Some synagogues are turning away from dues as their main source of funding and towards voluntary pledges. While this might not sound very radical to Episcopalians, who gave up pew-rents in the late 19th century, it is a big deal in American Judaism. With this change, we hear very familiar questions being asked; in particular, how do we live in faithful community in a secular society?
For more than four decades, Temple Kol Ami financed its operations as most American synagogues do: it charged annual dues.
But as the synagogue here approached its 50th anniversary, leaders started noticing some troubling trends. The recession, which hit Michigan hard, had cost many of its members jobs and income. Younger adults seemed less interested in affiliating with institutions. And worshipers were increasingly uncomfortable with facing set payments to join a community of faith.
So three years ago, the congregation — with some trepidation — took a dramatic step. It eliminated mandatory dues and instead began sending its members an annual letter describing the synagogue’s costs, and asking them to pledge whatever they could.

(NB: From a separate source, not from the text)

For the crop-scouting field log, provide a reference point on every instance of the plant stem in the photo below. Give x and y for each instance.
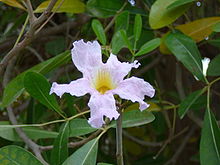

Nina Badzin writing in Kveller thinks about the organizational and mission aspects of this trend:
Organizations don’t die because they provide no value; they die because they fail to provide enough value to enough people. As Rabbi Avi Olitzky, co-author with his father Rabbi Kerry Olitzky of the forthcoming book “New Membership & Financial Alternatives for the American Synagogue,” told me, “There has to be harmony between the synagogue’s mission and its agenda. A synagogue cannot just be in the business of being in business.” I told him that so many of us want community, but don’t always know how to define it. I liked his description of community as a circle to which you feel you belong that will miss your presence; it reaches out to you when you’re absent, and you long for it when you’re not there.
The challenge for synagogues will be that members–and those not even considering joining–will find that community (and have found that community) in any number of places from yoga studios to the racquetball court to their careers, or their kids’ schools and sports teams. If we can’t give people a reason to infuse that circle with Judaism (not just with Jews, but with Judaism) then sadly I don’t see a future for synagogues whether they cost money to belong or not.